Severe anaphylaxis accounted for 22% of anaphylaxis cases requiring ED visits, hospitalizations
Almost one-quarter of ED visits or hospitalizations for anaphylaxis involved severe anaphylaxis, while preventive care the year before the event lowered that risk, according to recent study results.
Researchers used an expanded ICD-9-CM diagnosis algorithm to identify 11,927 patients (median age, 45 years; 58% female) from two databases who had an ED visit or hospitalization for anaphylaxis between 2002 and 2008. The patients had continuous medical and prescription coverage for at least 1 year before and after the event. Reaction requiring hospital admission was used to define severe anaphylaxis.
Twenty-two percent of patients had severe anaphylaxis, which was associated with older age and higher comorbidity burden, according to unadjusted analysis.
“These patients were also less likely to have filled an epinephrine autoinjector (EAI) prescription or visited an allergist/immunologist, but more likely to have had an ED visit/hospitalization (any cause),” the researchers wrote.

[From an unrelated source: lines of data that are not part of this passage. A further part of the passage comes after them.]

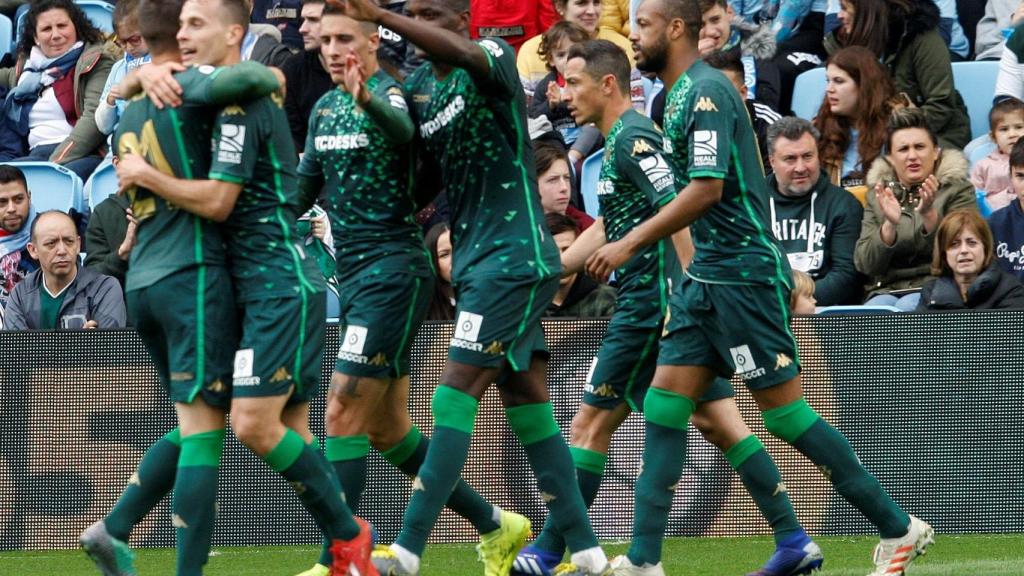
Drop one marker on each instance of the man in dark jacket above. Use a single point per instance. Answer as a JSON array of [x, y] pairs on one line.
[[60, 294], [16, 214], [817, 223], [110, 237], [306, 78]]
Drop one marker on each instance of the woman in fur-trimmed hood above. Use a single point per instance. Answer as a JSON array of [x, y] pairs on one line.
[[722, 30], [910, 190], [904, 35]]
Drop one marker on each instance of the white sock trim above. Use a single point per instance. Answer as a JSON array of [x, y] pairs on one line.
[[409, 561]]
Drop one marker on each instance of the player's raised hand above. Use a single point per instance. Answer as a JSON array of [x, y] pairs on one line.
[[600, 264], [129, 168], [355, 79], [159, 83], [367, 10]]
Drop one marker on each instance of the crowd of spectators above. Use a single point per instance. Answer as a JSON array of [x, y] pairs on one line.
[[872, 201]]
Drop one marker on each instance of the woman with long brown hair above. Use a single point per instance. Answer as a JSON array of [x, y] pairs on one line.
[[853, 116]]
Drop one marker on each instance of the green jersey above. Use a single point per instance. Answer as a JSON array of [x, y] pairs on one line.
[[369, 187], [253, 147], [636, 180], [176, 141], [712, 137], [475, 128]]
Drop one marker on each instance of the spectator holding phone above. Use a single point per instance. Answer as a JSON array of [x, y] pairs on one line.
[[61, 295]]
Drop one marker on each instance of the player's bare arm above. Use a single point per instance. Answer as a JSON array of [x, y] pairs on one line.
[[443, 45], [576, 256], [213, 200], [698, 197]]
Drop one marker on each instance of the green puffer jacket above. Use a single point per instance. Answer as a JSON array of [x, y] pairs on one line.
[[907, 263], [90, 76]]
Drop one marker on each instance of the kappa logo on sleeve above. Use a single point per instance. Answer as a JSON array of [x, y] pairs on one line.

Reduced risk for severe anaphylaxis was associated with filling an EAI prescription (OR=0.64; 95% CI, 0.53-0.78) or visiting an allergist/immunologist (OR=0.78; 95% CI, 0.63-0.95) before the ED visit or hospitalization, while higher risk for severe anaphylaxis was associated with any previous ED visit (OR=1.18; 95% CI, 01.07-1.3) or hospitalization (OR=1.55; 95% CI, 1.36-1.75), according to multivariable analysis.
“Preventive anaphylaxis care in the year before the index event was associated with a significantly lower risk of severe anaphylactic reaction,” the researchers concluded. “These retrospective data support the benefits of preventive anaphylaxis in real-world practice.”
Disclosure: See the study for a full list of relevant financial disclosures.